Anyway, plus two more for the epek "backpack wisdom" (Whats funny is he thinks he came up with this concept.) :lol: :roll:

Cheers,

Tex


----------



## dkhntrdstn (Sep 7, 2007)

TEX-O-BOB said:


> dkhntrdstn said:
> 
> 
> > they are the same prcie at both places. I have seen some on ksl.for the same price brand new. Those pic of hell of nice. Look like you hunt some pretty **** god country there.I cant wait to get mine and put it to work next year.


So meathead, are you buying my 4500 or not... :?

Yes Im. I will try to get you the money next month. I will send you a pm or call you and swing by and grab it from you. I was going to send you a pm telling you and spaced it out my bad. so yes sir I will be taking it off your hands for you andif it dont bring me good luck.Im going to be kicking your butt. :mrgreen: :lol:


----------



## TEX-O-BOB (Sep 12, 2007)

It's already been christened with fresh spike elk blood and North Slope gave it a blessing in August just before the hunt.

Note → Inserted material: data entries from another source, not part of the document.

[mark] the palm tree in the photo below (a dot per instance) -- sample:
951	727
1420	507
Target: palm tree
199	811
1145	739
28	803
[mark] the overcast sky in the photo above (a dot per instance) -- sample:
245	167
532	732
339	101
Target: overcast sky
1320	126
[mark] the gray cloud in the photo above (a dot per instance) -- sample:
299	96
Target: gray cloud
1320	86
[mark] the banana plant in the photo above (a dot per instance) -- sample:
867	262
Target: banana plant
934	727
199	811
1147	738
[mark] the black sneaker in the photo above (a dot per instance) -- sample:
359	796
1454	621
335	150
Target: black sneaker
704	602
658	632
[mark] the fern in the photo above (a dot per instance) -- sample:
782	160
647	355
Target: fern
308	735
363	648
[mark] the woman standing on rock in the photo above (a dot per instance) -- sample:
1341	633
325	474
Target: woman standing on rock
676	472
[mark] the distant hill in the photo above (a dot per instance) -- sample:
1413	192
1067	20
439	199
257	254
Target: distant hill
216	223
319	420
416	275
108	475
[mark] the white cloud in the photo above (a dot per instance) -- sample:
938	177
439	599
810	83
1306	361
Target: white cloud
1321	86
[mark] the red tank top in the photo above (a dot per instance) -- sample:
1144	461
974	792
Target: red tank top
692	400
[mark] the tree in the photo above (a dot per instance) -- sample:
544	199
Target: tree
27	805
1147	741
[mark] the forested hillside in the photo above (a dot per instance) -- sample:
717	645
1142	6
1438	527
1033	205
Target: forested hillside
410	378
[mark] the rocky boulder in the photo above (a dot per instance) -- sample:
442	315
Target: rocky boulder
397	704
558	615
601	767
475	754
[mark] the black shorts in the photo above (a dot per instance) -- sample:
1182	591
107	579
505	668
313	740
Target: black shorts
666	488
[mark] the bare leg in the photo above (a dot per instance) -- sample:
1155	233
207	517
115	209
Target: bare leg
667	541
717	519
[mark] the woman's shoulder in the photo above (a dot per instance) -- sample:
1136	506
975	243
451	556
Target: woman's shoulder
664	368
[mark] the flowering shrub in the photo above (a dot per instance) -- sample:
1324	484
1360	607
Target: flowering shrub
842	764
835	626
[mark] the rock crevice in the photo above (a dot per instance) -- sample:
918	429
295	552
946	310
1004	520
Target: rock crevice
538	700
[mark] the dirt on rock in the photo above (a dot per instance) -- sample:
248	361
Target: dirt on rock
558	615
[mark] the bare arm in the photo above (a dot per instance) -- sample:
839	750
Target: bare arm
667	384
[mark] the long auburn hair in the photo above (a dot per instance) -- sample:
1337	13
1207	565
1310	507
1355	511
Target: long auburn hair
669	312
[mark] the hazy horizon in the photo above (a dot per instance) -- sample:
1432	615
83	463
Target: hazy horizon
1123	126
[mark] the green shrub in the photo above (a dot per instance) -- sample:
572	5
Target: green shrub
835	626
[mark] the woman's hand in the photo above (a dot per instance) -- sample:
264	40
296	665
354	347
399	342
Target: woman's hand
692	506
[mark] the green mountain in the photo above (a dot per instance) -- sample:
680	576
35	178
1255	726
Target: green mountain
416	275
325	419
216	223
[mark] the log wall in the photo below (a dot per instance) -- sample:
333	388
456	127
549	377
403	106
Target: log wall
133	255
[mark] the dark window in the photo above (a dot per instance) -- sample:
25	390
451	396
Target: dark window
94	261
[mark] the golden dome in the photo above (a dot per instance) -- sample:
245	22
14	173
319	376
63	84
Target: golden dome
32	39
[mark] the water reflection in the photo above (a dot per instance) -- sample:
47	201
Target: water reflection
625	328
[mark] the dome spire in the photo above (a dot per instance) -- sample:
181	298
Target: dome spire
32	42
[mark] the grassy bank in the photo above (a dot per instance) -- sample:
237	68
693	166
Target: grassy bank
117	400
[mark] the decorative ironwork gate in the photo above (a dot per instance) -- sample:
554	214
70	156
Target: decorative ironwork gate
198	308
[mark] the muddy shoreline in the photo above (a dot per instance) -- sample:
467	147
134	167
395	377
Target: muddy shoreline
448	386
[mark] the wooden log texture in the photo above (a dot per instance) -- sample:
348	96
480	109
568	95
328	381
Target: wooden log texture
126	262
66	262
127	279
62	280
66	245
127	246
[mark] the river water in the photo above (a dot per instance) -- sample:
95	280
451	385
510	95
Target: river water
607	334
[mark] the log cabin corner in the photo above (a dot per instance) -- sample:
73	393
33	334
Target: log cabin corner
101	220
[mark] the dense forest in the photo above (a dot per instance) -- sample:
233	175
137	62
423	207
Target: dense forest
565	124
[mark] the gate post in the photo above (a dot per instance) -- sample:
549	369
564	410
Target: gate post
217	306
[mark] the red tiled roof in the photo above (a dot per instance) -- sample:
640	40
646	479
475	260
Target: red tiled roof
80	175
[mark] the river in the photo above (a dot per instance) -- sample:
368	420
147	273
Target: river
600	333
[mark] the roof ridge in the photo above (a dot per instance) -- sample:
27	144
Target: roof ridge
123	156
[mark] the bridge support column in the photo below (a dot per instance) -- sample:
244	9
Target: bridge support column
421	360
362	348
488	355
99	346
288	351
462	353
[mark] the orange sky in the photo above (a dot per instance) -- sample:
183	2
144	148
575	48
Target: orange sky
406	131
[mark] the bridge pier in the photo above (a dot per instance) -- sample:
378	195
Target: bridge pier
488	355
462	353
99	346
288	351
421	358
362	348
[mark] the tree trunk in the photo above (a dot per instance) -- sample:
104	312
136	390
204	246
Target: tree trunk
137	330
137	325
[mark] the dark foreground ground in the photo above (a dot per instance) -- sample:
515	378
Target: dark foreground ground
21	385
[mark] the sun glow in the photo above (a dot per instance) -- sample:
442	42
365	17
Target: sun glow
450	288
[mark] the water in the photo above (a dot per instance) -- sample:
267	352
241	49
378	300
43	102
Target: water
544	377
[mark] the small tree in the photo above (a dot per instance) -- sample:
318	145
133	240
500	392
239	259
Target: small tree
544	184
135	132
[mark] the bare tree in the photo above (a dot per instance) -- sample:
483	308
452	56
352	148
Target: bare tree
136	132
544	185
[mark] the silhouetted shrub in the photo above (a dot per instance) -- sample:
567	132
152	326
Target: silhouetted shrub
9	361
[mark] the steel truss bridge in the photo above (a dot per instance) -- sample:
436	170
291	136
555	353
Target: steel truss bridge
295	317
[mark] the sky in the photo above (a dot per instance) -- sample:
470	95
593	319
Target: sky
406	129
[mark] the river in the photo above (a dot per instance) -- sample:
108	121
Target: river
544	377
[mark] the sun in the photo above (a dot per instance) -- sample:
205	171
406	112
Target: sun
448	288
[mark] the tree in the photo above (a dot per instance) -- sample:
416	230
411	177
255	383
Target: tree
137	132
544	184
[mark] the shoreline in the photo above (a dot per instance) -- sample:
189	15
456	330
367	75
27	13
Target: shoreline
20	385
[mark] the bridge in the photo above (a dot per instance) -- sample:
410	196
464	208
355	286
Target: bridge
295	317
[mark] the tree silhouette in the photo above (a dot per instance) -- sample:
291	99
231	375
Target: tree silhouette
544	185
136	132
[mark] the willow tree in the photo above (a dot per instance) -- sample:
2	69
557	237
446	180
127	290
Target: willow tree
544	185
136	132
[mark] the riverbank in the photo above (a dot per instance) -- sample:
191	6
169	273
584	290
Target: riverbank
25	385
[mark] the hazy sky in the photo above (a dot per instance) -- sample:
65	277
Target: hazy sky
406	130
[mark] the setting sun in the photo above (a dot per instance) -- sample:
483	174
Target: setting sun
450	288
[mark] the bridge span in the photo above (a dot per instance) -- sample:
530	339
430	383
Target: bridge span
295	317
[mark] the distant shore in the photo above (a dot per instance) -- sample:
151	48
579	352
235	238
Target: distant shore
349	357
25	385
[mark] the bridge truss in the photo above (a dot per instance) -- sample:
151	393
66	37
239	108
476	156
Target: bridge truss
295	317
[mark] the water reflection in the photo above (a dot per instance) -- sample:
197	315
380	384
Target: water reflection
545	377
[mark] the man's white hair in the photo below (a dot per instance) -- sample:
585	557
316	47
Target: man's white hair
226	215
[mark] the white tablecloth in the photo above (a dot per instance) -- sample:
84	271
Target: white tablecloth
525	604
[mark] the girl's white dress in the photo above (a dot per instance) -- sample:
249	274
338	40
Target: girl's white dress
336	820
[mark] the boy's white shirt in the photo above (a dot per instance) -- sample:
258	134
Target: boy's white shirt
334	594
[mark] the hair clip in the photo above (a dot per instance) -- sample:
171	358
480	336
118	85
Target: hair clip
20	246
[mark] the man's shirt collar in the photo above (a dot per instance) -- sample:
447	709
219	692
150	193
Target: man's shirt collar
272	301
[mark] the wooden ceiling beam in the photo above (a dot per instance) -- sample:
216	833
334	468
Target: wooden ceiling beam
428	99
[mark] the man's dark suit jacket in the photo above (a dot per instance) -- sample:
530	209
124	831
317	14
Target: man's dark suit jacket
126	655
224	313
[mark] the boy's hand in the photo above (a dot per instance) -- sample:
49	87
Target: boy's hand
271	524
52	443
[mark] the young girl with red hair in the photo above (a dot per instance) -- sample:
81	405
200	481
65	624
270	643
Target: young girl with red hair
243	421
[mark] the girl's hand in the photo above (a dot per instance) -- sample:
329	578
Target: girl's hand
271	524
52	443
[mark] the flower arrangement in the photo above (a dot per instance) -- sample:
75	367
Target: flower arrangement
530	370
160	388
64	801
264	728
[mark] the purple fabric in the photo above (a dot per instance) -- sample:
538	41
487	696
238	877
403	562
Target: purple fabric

If you can't make a kill when using this pack it's all on YOU! _(O)_


----------



## dkhntrdstn (Sep 7, 2007)

TEX-O-BOB said:


> It's already been christened with fresh spike elk blood and North Slope gave it a blessing in August just before the hunt. If you can't make a kill when using this pack it's all on YOU! _(O)_


Ok it sounds like next year will be my year to get a deer or elk and hopfuly antelope to pack out with that bag. sounds good.


----------



## EPEK (Sep 11, 2007)

Dkhntrdustn, It's good, but it is not that good, I would suggest only carrying one animal at a time.


----------



## TEX-O-BOB (Sep 12, 2007)

EPEK said:


> Dkhntrdustn, It's good, but it is not that good, I would suggest only carrying one animal at a time.


That is a wise suggestion. However, that 4500 will pack that much meat if yer man enough. :shock: Trouble is, I aint man enough... :?


----------



## dkhntrdstn (Sep 7, 2007)

The proublom is Im stupid enougt to try carrying the hole deer or elk out by my self. But I know I will have a realy friend helping me pack it out.


----------